Ziemlich begeistert sind die Kritiker von Jan Bonnys Fernsehserie "Über Barbarossaplatz", deren erste Episode das Erste heute ausstrahlt. Es geht um die Beziehungen zwischen Psychotherapeuten und Patienten - "also ans Eingemachte", freut sich Axel Weidemann in der FAZ: "In kurzen Etappen und mit sprunghaften Schnitten folgt die Kamera den Figuren und ihrer Drangsal. Der Einsatz der Handkamera sorgt für intensive Nähe.

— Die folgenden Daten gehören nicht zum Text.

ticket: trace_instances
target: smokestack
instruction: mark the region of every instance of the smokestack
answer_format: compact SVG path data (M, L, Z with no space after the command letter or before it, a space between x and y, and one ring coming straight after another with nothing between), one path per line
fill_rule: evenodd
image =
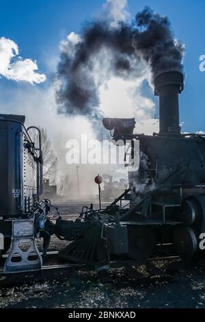
M184 77L178 71L163 73L155 78L154 95L159 97L159 134L179 134L178 94L184 89Z

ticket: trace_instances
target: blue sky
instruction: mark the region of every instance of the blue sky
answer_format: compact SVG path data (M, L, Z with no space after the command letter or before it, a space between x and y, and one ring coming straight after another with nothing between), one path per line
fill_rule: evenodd
M105 0L1 0L0 37L16 42L23 58L36 60L40 72L47 73L49 60L57 56L59 42L71 32L78 32L85 18L94 15ZM199 70L199 58L205 55L204 0L128 0L134 18L149 5L169 18L176 37L186 45L186 86L180 97L180 119L183 130L205 130L205 72ZM36 85L46 86L48 82ZM0 100L3 89L16 90L25 85L0 79ZM29 85L31 86L31 85Z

So kommen Szenen zustande, die wirken, als fühlten sich die Schauspieler unbeobachtet, als gingen sie ihrer ganz alltäglichen Selbstzerstörung nach." Jens Müller von der taz lobt "die drei famosen, fantastischen, fulminanten Hauptdarsteller Bibiana Beglau, Joachim Król und Franziska Hartmann" und geht den Fassbinder-Vergleichen nach, mit denen der Regisseur bereits belegt wird.

Elmar Krekeler ärgert sich in der Welt prächtig darüber, dass der Sender so wagemutige Erzählexperimente im Spätprogramm vebuddelt: "Den Mut amerikanischer und skandinavischer Serienerzähler bewundern, sich aber bei der ersten sich bietenden Gelegenheit vor möglichen, vielleicht sogar erwartbaren Publikumsreaktionen hinter dem Schlafbaum des normalen Angestellten zu verstecken, ist peinlich." Ähnlich sieht es Fernsehkritiker Rainer Tittelbach in seinem Online-Journal.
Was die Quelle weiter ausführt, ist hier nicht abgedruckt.